Fey plays Liz as the seemingly normal, if world-weary, center of a circle fringed by eccentricity, and as such she's an ideal foil for the Morgan and Baldwin characters to bounce off. At one point, in utter deadpan, Jordan tells Liz, "White dudes inject AIDS into our chicken nuggets."
But of course Liz is not really normal at all. Irked by a man who cuts in line at a hot dog stand, she chooses to teach him a lesson by buying every last hot dog.
In real life, Baldwin takes himself and his politics quite seriously, and for that he often comes off as a buffoon. But on "30 Rock," playing a buffoon, he delivers a subtlety to his part that's to die for, whispering non-sequiturs of the sort we'd expect from the worst sort of network empty suit in pinstripes. As the boss born without a tact filter, he tells Liz, “I like you. You have the boldness of a much younger woman.”
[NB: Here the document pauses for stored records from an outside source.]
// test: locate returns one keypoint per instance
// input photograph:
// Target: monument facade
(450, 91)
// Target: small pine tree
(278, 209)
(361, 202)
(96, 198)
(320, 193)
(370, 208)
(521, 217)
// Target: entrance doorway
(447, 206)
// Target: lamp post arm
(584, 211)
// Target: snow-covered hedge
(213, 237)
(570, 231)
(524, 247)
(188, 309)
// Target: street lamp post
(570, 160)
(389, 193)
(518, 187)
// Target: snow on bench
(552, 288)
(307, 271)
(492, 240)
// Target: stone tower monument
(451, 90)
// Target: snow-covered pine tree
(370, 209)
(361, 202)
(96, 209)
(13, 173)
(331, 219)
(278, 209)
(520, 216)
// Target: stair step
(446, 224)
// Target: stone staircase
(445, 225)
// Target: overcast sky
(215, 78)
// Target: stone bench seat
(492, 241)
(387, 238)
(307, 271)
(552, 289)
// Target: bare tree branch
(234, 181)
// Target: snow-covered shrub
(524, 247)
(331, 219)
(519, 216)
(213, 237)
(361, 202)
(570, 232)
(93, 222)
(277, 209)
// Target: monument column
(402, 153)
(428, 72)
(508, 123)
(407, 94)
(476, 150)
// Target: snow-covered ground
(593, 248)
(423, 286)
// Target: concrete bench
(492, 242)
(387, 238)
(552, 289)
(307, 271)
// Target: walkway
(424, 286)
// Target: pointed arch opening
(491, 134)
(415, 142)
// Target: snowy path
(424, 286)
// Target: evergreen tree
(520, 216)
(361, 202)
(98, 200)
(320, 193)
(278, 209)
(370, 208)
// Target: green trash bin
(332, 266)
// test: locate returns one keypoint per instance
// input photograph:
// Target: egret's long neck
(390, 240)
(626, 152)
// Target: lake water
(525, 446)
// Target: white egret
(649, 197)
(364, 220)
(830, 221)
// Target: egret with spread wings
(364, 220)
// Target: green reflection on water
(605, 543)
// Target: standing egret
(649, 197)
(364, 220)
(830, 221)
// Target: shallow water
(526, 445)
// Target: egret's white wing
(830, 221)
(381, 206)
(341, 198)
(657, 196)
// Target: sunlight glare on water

“Rock” is sometimes uneven, likely because a number of changes that were made to the original pilot, including replacing Dratch with Krakowski as the star of the sketch show-within-the-show and relegating Dratch to a supporting player.
“Rock” will likely suffer unevenness going forward, but it will never lack for comedic energy of the sort that Fey brought to "SNL" and that defined that show for so many decades.